In page 3 of https://link.springer.com/content/pdf/10.1007%2Fs10107-005-0690-4.pdf . It is stated that "The dual of any set is a closed convex cone". I want to know how to prove this. We formulate the problem as follows:

Given a set $K\in\mathbb{R}^n$, the dual of $K$ is defined as $$K^*=\{w\in\mathbb{R}^n:x^Tw\ge0,\forall x \in K\}$$ The problem is how to prove that $K^*$ is a closed convex cone?

My thinkings

We should prove close and convex respectively. For closeness, we can follow this: dual cone is closed , which states that each $x^Tw\ge0$is a half space, therefore, $K^*$ is a intersection of halfspaces.

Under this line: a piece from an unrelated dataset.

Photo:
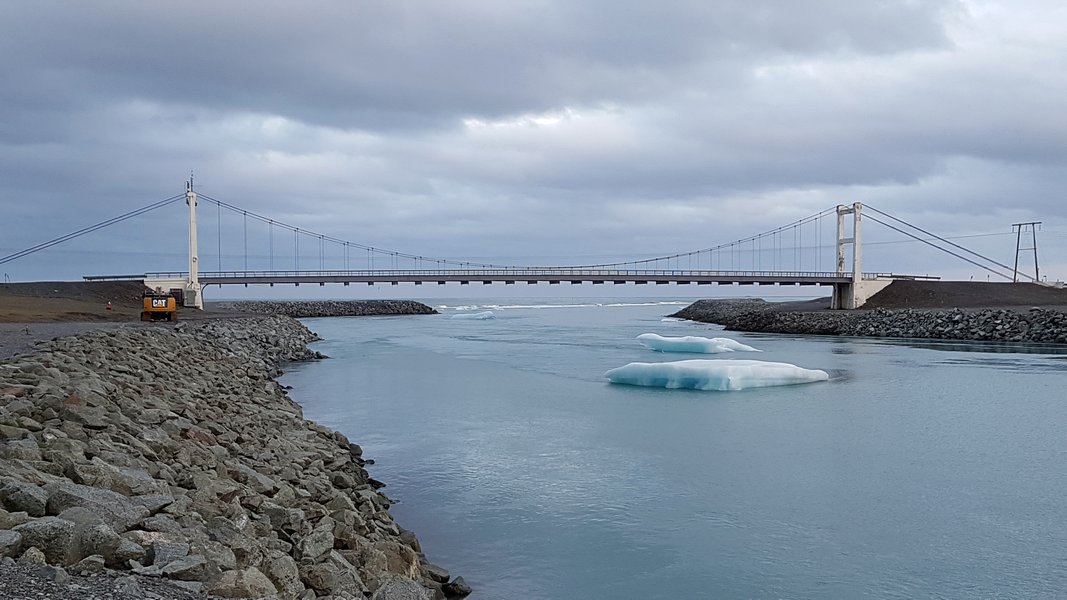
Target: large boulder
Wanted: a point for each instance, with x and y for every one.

But how to prove convex?

Answer 1

Let $v,w \in K^*$, $x \in K$, and $\lambda \in [0,1]$.

Since $x^Tw \ge 0$ and $x^Tv \ge 0$, we have that

\begin{align*} x^T(\lambda v + (1- \lambda)w)&= \lambda x^Tv + (1-\lambda)x^Tw \\ &\ge 0. \end{align*}

$x$ was arbitrary, so it must be that $\lambda v + (1- \lambda)w \in K^*$.